Le rapport A/B est critique pour le contrôle des modes. Un rapport 2,0:1 (par exemple, A=20 mm, B=10 mm) assure la prédominance du TE10, mais le pousser à 2,5:1 risque une interférence TE01 au-dessus de 15 GHz. Des tests en conditions réelles montrent qu’un A 10 % plus large (par exemple, 22 mm → 24,2 mm) réduit l’atténuation d’environ 12 % à 8 GHz grâce à une meilleure distribution du champ. Cependant, le même changement à 18 GHz augmente le couplage inter-modes de 8 %, dégradant la pureté du signal.

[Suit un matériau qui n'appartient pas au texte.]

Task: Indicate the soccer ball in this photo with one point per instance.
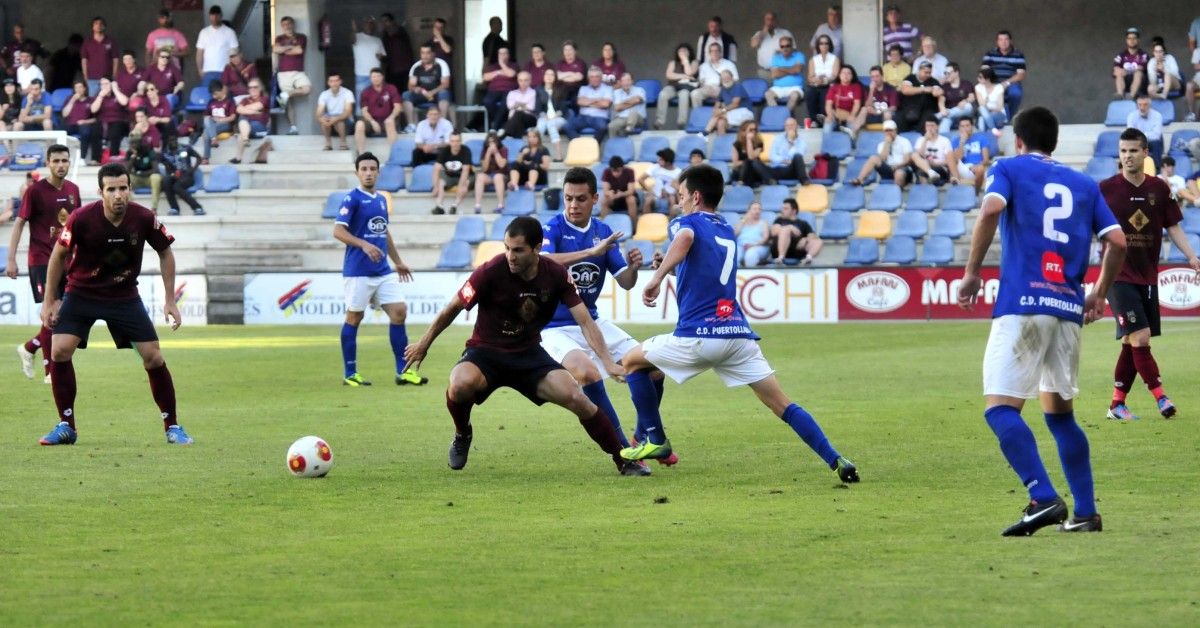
(310, 458)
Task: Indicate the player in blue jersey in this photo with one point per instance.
(712, 332)
(361, 225)
(1047, 214)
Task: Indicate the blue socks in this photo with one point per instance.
(399, 338)
(599, 396)
(351, 348)
(807, 428)
(1021, 450)
(1077, 464)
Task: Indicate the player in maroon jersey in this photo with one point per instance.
(1144, 207)
(101, 250)
(517, 293)
(46, 207)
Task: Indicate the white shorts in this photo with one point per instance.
(737, 362)
(1027, 354)
(558, 341)
(375, 292)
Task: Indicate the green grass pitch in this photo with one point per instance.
(749, 528)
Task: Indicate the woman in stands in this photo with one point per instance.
(683, 72)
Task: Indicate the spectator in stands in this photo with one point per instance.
(213, 46)
(334, 109)
(919, 95)
(899, 33)
(957, 100)
(747, 165)
(81, 123)
(429, 83)
(1149, 121)
(238, 73)
(289, 48)
(610, 64)
(166, 37)
(990, 102)
(892, 159)
(682, 77)
(929, 54)
(844, 100)
(99, 55)
(453, 168)
(786, 155)
(220, 117)
(711, 76)
(1162, 72)
(501, 78)
(628, 107)
(729, 46)
(1008, 64)
(659, 183)
(531, 165)
(492, 168)
(378, 111)
(972, 154)
(1129, 66)
(786, 75)
(766, 41)
(594, 101)
(431, 136)
(895, 70)
(617, 186)
(751, 233)
(522, 107)
(792, 238)
(552, 108)
(367, 51)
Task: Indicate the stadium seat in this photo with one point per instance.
(423, 179)
(849, 198)
(900, 250)
(863, 251)
(814, 198)
(772, 118)
(455, 255)
(960, 198)
(223, 179)
(391, 178)
(582, 151)
(401, 151)
(837, 226)
(951, 225)
(912, 223)
(939, 250)
(886, 197)
(652, 227)
(874, 225)
(486, 251)
(737, 198)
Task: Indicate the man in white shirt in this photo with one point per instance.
(213, 46)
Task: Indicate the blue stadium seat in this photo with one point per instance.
(837, 226)
(455, 255)
(849, 198)
(912, 223)
(951, 225)
(900, 250)
(922, 197)
(863, 251)
(223, 179)
(939, 250)
(959, 198)
(772, 119)
(886, 197)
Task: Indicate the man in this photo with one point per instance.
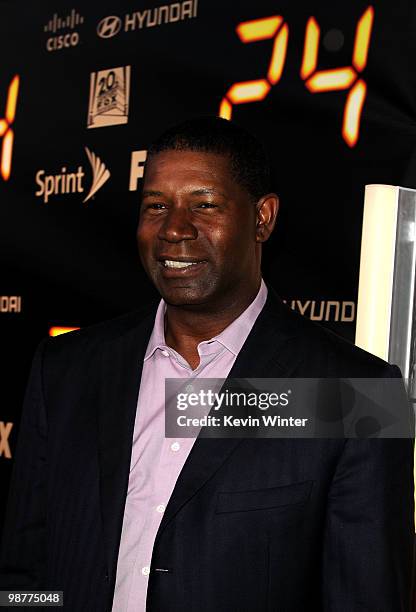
(105, 508)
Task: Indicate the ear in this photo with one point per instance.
(266, 212)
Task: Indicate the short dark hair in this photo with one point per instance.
(248, 159)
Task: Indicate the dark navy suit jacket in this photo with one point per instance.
(290, 525)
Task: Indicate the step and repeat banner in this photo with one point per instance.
(328, 87)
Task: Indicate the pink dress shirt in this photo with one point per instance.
(156, 461)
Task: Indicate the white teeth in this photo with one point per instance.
(169, 263)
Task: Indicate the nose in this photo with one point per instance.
(177, 226)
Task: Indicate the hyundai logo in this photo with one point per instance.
(109, 26)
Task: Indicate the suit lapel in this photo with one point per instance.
(121, 369)
(267, 352)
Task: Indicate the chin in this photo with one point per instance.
(183, 296)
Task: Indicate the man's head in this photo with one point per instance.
(206, 209)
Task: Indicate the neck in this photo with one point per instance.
(186, 327)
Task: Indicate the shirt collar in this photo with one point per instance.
(232, 337)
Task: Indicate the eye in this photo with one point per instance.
(154, 206)
(206, 205)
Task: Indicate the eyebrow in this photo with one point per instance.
(151, 193)
(202, 191)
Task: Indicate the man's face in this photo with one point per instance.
(197, 230)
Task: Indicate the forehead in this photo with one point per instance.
(189, 168)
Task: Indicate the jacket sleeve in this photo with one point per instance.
(23, 551)
(369, 531)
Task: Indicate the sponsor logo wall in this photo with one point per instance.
(84, 89)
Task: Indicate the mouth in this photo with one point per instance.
(175, 263)
(172, 267)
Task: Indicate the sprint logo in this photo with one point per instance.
(70, 182)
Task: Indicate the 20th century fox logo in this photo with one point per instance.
(109, 97)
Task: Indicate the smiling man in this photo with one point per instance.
(105, 508)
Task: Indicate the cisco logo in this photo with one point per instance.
(109, 26)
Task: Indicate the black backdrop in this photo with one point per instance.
(69, 263)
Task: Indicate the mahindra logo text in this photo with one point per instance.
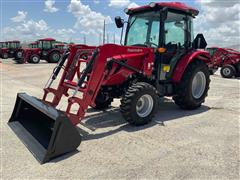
(134, 50)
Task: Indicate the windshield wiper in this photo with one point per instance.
(133, 22)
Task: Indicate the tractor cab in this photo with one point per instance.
(33, 45)
(12, 45)
(59, 46)
(46, 43)
(166, 27)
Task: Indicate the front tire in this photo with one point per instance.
(228, 71)
(140, 103)
(193, 88)
(35, 59)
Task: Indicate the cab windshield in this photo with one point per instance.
(143, 29)
(14, 45)
(45, 44)
(211, 51)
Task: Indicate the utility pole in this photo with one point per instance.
(104, 31)
(114, 38)
(84, 40)
(100, 38)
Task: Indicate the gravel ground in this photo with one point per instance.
(199, 144)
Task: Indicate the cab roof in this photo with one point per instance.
(14, 41)
(59, 44)
(171, 5)
(33, 43)
(47, 39)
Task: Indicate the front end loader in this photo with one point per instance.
(151, 65)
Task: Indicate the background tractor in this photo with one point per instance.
(227, 59)
(10, 50)
(60, 46)
(159, 58)
(3, 48)
(45, 51)
(19, 53)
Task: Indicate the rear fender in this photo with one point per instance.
(186, 60)
(54, 50)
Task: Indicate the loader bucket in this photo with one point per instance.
(47, 132)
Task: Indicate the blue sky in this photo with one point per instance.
(65, 19)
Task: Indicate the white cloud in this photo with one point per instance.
(119, 3)
(219, 22)
(21, 16)
(96, 1)
(88, 21)
(49, 6)
(133, 5)
(27, 30)
(31, 30)
(122, 4)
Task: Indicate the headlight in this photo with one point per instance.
(126, 10)
(152, 4)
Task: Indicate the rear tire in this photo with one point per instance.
(193, 88)
(19, 55)
(5, 55)
(54, 57)
(35, 59)
(228, 71)
(140, 103)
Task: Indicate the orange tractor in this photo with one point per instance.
(152, 63)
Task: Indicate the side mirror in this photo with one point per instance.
(163, 14)
(199, 42)
(119, 22)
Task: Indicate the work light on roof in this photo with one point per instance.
(152, 4)
(126, 10)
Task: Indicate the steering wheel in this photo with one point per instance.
(150, 43)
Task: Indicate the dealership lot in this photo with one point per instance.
(178, 144)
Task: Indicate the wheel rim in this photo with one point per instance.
(35, 59)
(55, 57)
(198, 85)
(144, 105)
(226, 71)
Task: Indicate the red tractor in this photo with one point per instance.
(45, 51)
(19, 53)
(152, 63)
(60, 46)
(226, 58)
(33, 45)
(10, 50)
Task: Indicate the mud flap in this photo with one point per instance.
(46, 132)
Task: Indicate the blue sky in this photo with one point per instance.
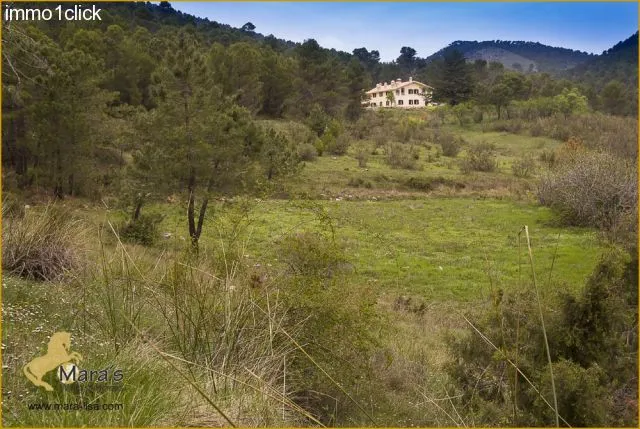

La gestion de la puissance évolue avec B. Un guide d’ondes WR-112 (B=12,62 mm) supporte 1,5 kW à 6 GHz, mais réduire B de moitié à 6,31 mm (comme le WR-62) abaisse la limite à 500 W — non seulement à cause de la chaleur, mais parce que la concentration du champ près des parois augmente la tension de crête de 40 %, risquant l’arc électrique. Pour les systèmes pulsés (par exemple, radar), B doit dépasser 0,3λ pour éviter la saturation de la puissance de crête, qui peut déformer les impulsions avec une erreur d’amplitude de ±5 %.

La rugosité de surface amplifie les pertes liées à la taille. Un intérieur poli (Ra < 0,4 µm) maintient une perte d’insertion inférieure à 0,1 dB/m à 10 GHz, mais une finition rugueuse (Ra > 1,2 µm) peut doubler les pertes à 0,2 dB/m. Même des bavures de 0,05 mm aux joints du guide d’ondes créent des désadaptations d’impédance, réfléchissant 2–5 % de la puissance — assez pour déstabiliser les récepteurs sensibles.

« La précision n’est pas seulement pour les laboratoires. Un désalignement de 0,1 mm peut transformer un lien efficace à 99 % en un problème à 90 %. »

Les effets thermiques compliquent encore le dimensionnement. Les guides d’ondes en aluminium se dilatent de 0,023 mm par °C — donc une augmentation de 10 °C dans un WR-90 de 500 mm de long étire A de 0,115 mm, décalant légèrement fc vers le bas de 8 MHz. Pour les communications par satellite, où une dérive de ±1 MHz compte, les ingénieurs utilisent des alliages Invar (0,001 mm/°C) malgré leur coût 50 % plus élevé.

Limites de gestion de la puissance

Les guides d’ondes rectangulaires ont des limites de puissance strictes déterminées par leur taille (A et B), leur matériau et leur capacité de refroidissement. Un guide d’ondes WR-90 standard (A=22,86 mm, B=10,16 mm) peut gérer 1,5 kW de puissance continue à 10 GHz, mais cela tombe à 500 W si l’épaisseur de paroi est réduite de 1,0 mm à 0,5 mm. Dépasser ces limites provoque une surchauffe (> 80 °C) et une déformation permanente (gauchissement de 0,1 à 0,3 mm).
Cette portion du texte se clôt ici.